Na´más verlo, aun sin ser uno versao en la materia, da el Gadafi hechuras propias de valer pa´mucho y entender de to´bastante; sobre manera de aquello que se avíe con las manos no sin antes haber discurrido con la testa el mejor modo de apañarlo.
Allá en su pueblo, de chico, viéndole trajinar en lo que anduviera, los psicólogos del celtas en el labio le auguraban porvenires con sentencias salomónicas exhumadas desde el poyo la bodega… “nooo, si tú muchacho, de enseguir asín, no has de ser de los tontos, no”.
Anda ahora estrenando los cincuenta; ni fortachón ni corpulento, le hace buena ley al dicho…hombre flaco y no de hambre, líbrate de que te atrape.
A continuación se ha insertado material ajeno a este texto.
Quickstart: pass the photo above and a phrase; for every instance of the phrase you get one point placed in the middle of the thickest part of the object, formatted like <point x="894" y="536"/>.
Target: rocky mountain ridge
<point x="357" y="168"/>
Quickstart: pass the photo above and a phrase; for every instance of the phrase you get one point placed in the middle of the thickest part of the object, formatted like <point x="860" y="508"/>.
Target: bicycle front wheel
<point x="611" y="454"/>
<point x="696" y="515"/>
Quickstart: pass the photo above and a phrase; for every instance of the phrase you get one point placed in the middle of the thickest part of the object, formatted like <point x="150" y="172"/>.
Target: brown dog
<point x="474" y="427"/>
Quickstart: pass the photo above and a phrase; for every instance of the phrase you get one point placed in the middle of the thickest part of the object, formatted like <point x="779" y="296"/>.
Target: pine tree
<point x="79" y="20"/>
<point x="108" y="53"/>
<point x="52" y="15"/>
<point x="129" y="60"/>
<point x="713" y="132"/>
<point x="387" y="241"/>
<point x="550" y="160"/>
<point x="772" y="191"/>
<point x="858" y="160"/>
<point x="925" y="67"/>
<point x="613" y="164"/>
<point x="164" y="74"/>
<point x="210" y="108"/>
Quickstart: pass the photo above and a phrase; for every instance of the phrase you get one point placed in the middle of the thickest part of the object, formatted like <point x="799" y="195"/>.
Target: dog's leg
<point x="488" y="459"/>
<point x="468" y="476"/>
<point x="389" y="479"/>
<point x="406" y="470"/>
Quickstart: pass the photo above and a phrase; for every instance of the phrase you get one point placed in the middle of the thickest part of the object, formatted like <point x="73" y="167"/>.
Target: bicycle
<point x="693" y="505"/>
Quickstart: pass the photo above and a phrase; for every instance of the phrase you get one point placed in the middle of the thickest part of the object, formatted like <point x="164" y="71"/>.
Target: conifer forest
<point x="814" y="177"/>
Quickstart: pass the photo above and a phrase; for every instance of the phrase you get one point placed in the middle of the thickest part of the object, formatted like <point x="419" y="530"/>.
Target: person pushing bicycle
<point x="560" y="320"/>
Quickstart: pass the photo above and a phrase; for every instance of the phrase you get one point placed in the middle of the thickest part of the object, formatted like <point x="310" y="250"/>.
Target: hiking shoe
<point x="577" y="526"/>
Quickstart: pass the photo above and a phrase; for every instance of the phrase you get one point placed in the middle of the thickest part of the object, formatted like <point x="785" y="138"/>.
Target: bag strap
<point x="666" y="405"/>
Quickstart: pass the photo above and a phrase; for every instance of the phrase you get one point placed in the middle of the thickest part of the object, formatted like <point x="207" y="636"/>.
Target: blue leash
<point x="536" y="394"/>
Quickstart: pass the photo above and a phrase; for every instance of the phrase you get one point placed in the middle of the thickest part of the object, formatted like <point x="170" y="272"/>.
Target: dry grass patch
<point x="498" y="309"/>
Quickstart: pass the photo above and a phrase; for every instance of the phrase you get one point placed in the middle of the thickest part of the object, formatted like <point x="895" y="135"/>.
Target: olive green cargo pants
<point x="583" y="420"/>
Y como tiene voluntad, fibra y redaños, muy malo ha de verse para que un orto de festivo le pille en el encame; que siempre hay tarea que arrimar a su buena disposición y de la que obtener alguna renta.
Porque lo suyo, desde mozo, siempre fue el mantener lo que funciona; hacer que todo marche con orden y en concierto y que, lo que no, vuelva a las andadas de lo suyo entre sus manos sin exceso de gasto en recambio y novedades.… Y a eso se dedica por diario; ya sea la caldera o la piscina, ya la sauna, un grifo o la mampara, ya el césped o la luz de la cocina; el tejao, las bajantes, una freidora, el mostrador, los inodoros, la chimenea del salón, una antena parabólica o el sagrario en la capilla. To´lo apaña, lo repara, lo revive y hasta le da lustre y consistencia.
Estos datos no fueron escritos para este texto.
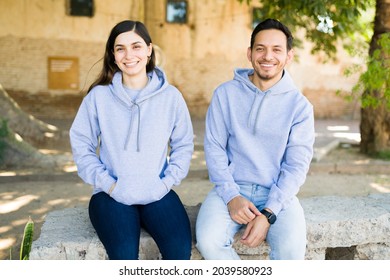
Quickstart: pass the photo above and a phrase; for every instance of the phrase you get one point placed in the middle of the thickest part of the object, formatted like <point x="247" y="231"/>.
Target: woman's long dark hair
<point x="109" y="66"/>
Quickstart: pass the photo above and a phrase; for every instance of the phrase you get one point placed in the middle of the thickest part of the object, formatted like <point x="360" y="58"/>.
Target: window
<point x="176" y="11"/>
<point x="81" y="8"/>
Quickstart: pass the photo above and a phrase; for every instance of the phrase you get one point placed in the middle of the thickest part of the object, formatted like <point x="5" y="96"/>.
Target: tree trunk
<point x="375" y="122"/>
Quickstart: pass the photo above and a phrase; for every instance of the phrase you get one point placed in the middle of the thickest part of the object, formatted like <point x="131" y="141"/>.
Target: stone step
<point x="337" y="228"/>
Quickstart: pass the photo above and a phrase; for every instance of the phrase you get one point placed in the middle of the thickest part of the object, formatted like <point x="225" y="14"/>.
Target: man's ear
<point x="249" y="54"/>
<point x="290" y="56"/>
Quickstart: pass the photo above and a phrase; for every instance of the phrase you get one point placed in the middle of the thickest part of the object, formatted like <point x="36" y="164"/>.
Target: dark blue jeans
<point x="118" y="226"/>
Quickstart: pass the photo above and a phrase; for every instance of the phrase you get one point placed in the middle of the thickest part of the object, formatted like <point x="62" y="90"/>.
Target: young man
<point x="258" y="146"/>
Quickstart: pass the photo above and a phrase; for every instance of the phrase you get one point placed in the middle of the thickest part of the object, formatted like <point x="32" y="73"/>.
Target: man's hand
<point x="255" y="232"/>
<point x="242" y="210"/>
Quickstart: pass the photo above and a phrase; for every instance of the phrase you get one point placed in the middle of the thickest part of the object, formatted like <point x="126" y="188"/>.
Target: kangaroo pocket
<point x="139" y="190"/>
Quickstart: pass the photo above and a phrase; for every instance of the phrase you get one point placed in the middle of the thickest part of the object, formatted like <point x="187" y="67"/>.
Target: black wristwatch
<point x="271" y="217"/>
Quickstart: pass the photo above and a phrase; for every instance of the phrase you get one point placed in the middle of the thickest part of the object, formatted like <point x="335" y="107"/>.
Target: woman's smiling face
<point x="131" y="53"/>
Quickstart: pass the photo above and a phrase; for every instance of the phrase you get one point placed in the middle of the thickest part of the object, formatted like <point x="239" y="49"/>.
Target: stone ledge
<point x="337" y="228"/>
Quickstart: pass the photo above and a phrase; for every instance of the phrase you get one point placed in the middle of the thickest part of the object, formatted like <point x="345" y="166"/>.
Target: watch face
<point x="271" y="217"/>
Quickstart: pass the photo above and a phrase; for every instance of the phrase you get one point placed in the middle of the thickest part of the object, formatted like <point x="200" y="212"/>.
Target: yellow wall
<point x="197" y="56"/>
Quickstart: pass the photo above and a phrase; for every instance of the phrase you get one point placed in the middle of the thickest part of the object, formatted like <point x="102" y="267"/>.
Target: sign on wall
<point x="63" y="72"/>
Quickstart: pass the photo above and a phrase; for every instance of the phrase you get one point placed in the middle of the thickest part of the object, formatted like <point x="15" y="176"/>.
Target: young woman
<point x="132" y="139"/>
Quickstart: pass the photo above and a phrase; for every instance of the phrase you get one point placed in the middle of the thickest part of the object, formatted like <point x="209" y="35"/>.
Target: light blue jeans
<point x="215" y="229"/>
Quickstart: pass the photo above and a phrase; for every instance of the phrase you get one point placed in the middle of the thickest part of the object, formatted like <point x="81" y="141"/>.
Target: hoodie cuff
<point x="227" y="191"/>
<point x="108" y="184"/>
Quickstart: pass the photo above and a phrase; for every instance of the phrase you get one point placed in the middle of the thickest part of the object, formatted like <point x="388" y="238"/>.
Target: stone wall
<point x="337" y="228"/>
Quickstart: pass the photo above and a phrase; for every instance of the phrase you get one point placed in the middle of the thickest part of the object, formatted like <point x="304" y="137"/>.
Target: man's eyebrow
<point x="263" y="45"/>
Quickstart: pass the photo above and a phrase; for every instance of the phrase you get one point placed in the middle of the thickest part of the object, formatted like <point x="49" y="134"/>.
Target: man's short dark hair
<point x="273" y="24"/>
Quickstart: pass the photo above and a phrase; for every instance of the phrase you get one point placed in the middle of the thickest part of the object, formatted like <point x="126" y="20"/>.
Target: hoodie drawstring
<point x="252" y="114"/>
<point x="131" y="126"/>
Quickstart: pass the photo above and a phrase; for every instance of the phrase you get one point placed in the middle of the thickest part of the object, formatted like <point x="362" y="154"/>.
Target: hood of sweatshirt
<point x="283" y="86"/>
<point x="156" y="85"/>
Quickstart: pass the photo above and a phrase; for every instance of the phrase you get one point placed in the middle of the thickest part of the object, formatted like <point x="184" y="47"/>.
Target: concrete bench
<point x="337" y="228"/>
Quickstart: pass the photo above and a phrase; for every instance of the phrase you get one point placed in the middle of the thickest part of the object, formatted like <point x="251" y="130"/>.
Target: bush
<point x="3" y="135"/>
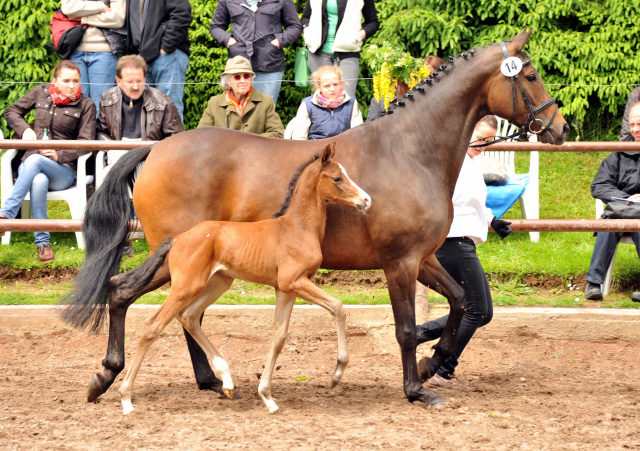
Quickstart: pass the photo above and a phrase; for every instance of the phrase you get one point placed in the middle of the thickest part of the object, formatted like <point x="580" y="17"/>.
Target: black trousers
<point x="458" y="256"/>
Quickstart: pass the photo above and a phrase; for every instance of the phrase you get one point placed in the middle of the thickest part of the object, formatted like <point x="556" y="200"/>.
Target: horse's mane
<point x="293" y="182"/>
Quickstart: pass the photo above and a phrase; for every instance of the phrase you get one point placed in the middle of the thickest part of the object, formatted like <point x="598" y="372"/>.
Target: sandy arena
<point x="542" y="380"/>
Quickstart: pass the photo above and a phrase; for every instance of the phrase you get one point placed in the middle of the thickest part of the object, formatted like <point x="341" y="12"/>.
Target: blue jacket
<point x="326" y="123"/>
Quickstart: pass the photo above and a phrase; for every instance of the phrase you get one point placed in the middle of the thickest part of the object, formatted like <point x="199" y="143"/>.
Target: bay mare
<point x="407" y="161"/>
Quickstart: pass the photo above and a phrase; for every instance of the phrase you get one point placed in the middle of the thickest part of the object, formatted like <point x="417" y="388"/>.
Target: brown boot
<point x="45" y="253"/>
No conforme -ni en pecunio ni en honores- con el ocupar diario por cuenta ajena, añade a éste otros quehaceres y mandaos por voluntad propia. Y si los señoritos, en su derroche de adosado, desechan una cortadora aliquebrá y chatarrosa, enseguida el Gadafi, que no es de los que valora los enseres y a las gentes según el aspecto de por fuera, la adopta como suya en la basura y la receta un remiendo por adentro para seguir sirviéndose con ella muchos años en tareas más autónomas. Porque, por su cuenta y de extra, alinea arizónicas con ornamento, siega hierba a contrahilo como si del bernabéu se tratase, tala pinos, quita hojas, alicata pérgolas, sierra leña, poda hiedra, desparrama el mantillo y oliva los parterres en las casonas de los ricos.
Y entre lo uno y lo otro, va aliñando la buchaca para mantener a la familia, darles casa, estudios, vacaciones, ropa de domingo y algún que otro capricho temporero y, por demás, cartuchos de sexta reforzados y el mejor pienso pa´los bracos; porque, eso sí, el Gadafi, como no podía ser de otro modo, en otoño también caza.
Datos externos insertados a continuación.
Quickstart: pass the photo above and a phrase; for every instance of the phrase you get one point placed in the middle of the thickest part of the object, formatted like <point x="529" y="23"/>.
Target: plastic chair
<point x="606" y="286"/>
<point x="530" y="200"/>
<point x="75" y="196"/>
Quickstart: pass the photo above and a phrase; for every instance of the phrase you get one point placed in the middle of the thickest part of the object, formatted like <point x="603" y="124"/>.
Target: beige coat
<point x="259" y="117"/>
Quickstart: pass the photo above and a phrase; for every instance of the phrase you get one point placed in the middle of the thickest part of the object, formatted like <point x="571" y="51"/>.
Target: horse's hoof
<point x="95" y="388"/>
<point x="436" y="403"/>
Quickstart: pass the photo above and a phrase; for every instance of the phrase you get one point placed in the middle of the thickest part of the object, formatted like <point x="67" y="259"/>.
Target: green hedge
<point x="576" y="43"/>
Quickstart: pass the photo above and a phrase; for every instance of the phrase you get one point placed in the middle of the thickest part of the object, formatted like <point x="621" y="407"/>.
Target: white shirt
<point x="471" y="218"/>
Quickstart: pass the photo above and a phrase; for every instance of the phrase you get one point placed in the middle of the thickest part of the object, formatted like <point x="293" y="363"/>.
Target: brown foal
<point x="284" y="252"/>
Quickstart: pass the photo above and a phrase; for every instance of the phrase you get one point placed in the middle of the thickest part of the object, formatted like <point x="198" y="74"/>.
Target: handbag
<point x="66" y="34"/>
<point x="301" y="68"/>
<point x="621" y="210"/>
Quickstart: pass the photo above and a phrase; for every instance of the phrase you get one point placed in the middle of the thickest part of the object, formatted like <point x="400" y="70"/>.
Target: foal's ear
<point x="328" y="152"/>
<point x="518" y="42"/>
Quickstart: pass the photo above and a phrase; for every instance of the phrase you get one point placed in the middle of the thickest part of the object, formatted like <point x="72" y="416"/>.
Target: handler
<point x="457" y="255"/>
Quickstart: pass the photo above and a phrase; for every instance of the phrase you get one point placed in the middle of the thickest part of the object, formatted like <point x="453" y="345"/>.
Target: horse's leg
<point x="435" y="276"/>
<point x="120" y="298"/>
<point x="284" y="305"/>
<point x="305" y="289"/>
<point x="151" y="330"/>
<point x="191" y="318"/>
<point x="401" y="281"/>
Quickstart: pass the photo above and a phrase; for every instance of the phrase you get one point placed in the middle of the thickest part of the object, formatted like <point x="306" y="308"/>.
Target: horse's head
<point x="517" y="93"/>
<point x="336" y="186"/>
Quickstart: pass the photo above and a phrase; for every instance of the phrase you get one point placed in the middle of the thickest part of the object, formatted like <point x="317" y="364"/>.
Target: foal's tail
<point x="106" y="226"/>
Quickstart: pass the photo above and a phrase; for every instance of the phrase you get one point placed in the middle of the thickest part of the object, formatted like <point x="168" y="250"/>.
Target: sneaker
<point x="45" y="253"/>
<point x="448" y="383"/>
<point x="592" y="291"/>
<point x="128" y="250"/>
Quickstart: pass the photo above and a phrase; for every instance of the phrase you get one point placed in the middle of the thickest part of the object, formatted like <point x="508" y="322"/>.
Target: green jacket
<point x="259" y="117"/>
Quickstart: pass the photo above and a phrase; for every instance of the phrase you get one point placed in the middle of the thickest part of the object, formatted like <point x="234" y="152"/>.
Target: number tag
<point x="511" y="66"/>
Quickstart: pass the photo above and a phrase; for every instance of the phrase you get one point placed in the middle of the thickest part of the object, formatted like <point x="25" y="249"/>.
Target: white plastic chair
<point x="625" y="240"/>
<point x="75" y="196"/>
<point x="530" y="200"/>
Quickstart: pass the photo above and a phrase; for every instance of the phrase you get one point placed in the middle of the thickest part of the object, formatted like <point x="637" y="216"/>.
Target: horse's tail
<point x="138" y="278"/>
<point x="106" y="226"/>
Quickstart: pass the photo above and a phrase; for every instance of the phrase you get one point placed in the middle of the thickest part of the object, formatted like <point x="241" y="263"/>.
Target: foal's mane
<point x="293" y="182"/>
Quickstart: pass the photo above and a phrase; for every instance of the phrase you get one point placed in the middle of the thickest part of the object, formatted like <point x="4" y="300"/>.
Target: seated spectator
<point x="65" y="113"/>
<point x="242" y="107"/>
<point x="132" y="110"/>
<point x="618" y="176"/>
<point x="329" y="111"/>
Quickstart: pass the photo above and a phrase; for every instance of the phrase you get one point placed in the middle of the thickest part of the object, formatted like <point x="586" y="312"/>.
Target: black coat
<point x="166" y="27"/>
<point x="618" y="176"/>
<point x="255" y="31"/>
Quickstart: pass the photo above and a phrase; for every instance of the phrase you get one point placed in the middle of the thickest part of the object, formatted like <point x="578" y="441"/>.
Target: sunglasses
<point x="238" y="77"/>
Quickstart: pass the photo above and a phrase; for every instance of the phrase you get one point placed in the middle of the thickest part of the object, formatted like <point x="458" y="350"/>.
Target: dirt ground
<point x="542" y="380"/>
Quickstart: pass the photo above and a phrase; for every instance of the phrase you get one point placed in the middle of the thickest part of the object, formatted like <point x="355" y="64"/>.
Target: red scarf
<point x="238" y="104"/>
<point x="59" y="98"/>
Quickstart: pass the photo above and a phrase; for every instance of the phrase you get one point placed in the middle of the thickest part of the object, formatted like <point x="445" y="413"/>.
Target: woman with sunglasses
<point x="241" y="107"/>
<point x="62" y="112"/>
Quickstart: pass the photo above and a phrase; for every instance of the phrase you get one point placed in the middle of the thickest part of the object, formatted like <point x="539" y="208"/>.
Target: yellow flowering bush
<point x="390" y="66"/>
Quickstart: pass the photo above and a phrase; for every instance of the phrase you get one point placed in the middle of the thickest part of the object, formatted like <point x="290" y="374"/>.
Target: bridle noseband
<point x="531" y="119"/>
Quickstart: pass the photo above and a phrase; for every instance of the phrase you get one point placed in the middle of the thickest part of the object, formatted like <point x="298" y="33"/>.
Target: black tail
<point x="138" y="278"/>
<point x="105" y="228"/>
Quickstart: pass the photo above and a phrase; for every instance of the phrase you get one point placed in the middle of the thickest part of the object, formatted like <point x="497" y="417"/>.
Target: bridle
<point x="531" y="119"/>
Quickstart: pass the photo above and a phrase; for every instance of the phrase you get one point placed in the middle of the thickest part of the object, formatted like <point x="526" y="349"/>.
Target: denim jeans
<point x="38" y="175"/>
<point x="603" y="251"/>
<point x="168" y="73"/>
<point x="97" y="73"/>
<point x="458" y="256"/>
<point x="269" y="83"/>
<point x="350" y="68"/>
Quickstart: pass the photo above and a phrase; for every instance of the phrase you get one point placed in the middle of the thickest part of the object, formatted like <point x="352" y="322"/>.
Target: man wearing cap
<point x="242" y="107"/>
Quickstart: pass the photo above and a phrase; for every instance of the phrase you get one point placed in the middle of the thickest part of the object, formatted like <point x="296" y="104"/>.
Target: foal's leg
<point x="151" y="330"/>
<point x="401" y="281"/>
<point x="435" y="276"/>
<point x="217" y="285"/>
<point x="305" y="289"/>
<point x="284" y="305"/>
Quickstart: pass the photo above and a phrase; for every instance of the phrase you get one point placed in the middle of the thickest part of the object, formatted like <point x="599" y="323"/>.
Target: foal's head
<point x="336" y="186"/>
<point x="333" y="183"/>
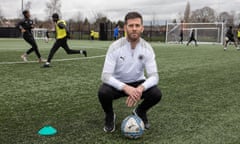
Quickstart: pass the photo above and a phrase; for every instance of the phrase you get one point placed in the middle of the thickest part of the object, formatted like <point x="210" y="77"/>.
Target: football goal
<point x="39" y="33"/>
<point x="205" y="33"/>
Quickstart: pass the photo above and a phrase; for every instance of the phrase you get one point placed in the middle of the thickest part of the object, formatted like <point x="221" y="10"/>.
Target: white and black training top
<point x="126" y="65"/>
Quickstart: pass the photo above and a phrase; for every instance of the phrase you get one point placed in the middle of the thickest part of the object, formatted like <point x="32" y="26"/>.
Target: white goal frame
<point x="174" y="31"/>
Vena, sólo a la menor, en los pagos de su pueblo… “a mi, un tiro de mil euros no me renta el sacrificio de ganarlos; eso de los bichos grandes es comida cara pa estudiantes”.
Pero para mi, que yerra en la sentencia, porque la caza que él caza tras sus perros en las llanuras de su tierra no es chica en absoluto; que se trata de la reina de todas las aves mesetarias, la del pico en rubí y las patas coloradas, la dueña de barbechos y bacillos, de besanas abismales, de oteros ahilados y rastrojos interminables. La pájara prieta y salvaje de raudo vuelo que apeona inagotable mientras la cuadrilla exigua y esforzada, con los canes ateridos, entre humeantes vaharadas, asoma la silueta de la mano con la helada.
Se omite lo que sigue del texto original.